The Superfund Basic Research Program is
university-based basic research supported by NIEHS as part of the 1986 Superfund
Amendments and Reauthorization Act. It combines basic research in the fields of ecology,
engineering, and hydrogeology into a core program of biomedical research to provide a
broader and more detailed body of scientific information to be used in decisionmaking
related to the management of hazardous substances.
The Division of Intramural Research (DIR)
plans and conducts basic, applied, and clinical research directed toward increasing
fundamental knowledge of environmentally related diseases and disorders.

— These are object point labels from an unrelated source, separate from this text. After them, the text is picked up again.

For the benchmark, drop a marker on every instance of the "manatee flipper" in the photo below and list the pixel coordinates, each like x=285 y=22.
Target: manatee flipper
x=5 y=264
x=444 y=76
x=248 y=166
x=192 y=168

Broad
multidisciplinary research approaches are used including basic mechanistic studies at the
cellular and molecular level, applied toxicology testing, and clinical and epidemiology
studies. Intramural scientists address such complex research issues as genetic
susceptibility, receptor mediated pathobiol-ogy, differentiation and development, signal
transduction, environmental regulation of cell proliferation and cell death, environmental
carcinogenesis and mutagenesis, and environmental epidemiology.
These research endeavors, in turn, support
specific biomedical and clinical program interests of the institute such as environmental
contributions to aging and age-related diseases and conditions (e.g., neurodegener-ative
diseases like Alzheimers and Parkinsons, osteoporosis, cancer of the breast,
prostate, endometrium and lung), environmental factors and respiratory disease (e.g.,
asthma and respiratory fibrosis), environmental contribution to reproductive and
developmental disorders (e.g., infertility, abnormal growth and development, reproductive
senescence), and how environmental factors interact with proteins and other cellular
responses (e.g., abnormal hormonal influences and structures of critical cellular
molecules that are targets of environmental factors).
The DIR pursues its scientific goals principally
through its laboratories and branches in three scientific programs: the Environmental
Biology and Medicine Program, the Environmental Carcinogenesis Program, and the
Environmental Toxicology Program. In addition, a number of interdisciplinary program
projects, clinical studies and international collaborative research projects have been
established to address high priority research areas.